The PowerHouse purchase helped drag down PRG’s net income from a profit of $18.2 million last year to a net loss of $22.6 million for the year ended March.

Powerhouse was in receivership when PRG paid around $48.2 million for it in September last year, but PRG is confident about its future.

The confidence seems to have rubbed off on investors, with the share price rising 10 cents to $2.21 yesterday.

PRG’s earnings before interest, tax and amortisation (ebita) was a loss of $2.1 million. But excluding PowerHouse, the group’s ebita was up 32 per cent on the year-earlier at $44.3 million.

“While PowerHouse has negatively impacted our results this year, we have a clear view of where the business is going and believe it will be a positive contributor in the future,” said PRG chairman Maurice Kidd.

PowerHouse chief executive Peter Halkett said the company was pulling out all the stops to get to break-even as soon as possible.

“We’re hoping we are going to get to at least get to a break even `run-rate’ prior to the end of this calendar year,” he said.

He was hopeful the company would be breaking even on an annualised basis between September and December.

PowerHouse’s ebita for the year was a $46.4 million loss.

ASB Securities’ Stephen Wright said the next two half year results were likely to be distorted by PowerHouse’s losses, but once the company’s earnings stablise “all of a sudden the figures for Pacific Retail Group start to look very good.”

On PRG’s agenda for the current year is the sell-off of its major New Zealand retail chains, including Noel Leemings and Bond & Bond, and the downsizing of its struggling Living and Giving stores.

PRG plans to sell its major Pacific Retail Ltd (PRL) brands, including Noel Leemings, Bond & Bond, computer store Big Byte through an initial public offering (IPO). Shareholder approval for the float will be sought in July.
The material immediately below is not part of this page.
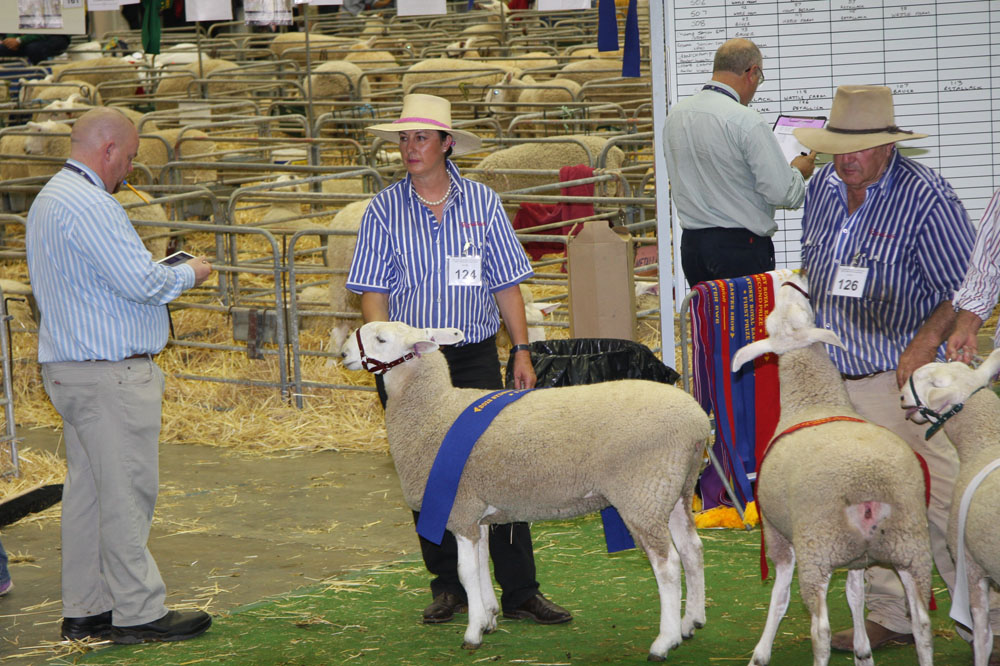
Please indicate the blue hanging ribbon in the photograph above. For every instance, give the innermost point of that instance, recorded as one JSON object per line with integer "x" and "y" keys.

Although the group overall reported a loss, PRL posted ebita of $19.4 million, on gross operating revenue of $479.2 million which was up 3.4 per cent on the previous year.

“One never knows if the strategy is to sell out of this while it’s had a good year just in case the whole thing collapses. Or do they really think that the prospects are so good in the UK that they want to free up their capital down here and plunge it into the UK. Probably a bit of both,” Mr Wright said.

The group’s Living and Giving chain will not be part of the IPO.

PRG’s acting chief executive Steve Smith said the group hopes to return the Living and Giving chain to” a core base of profitable stores” this year at which point the group will review its position.

Mr Smith said store closures are planned and although numbers are not yet firm, the current 15 Living and Giving stores are likely to fall to around nine by the end of the current financial year.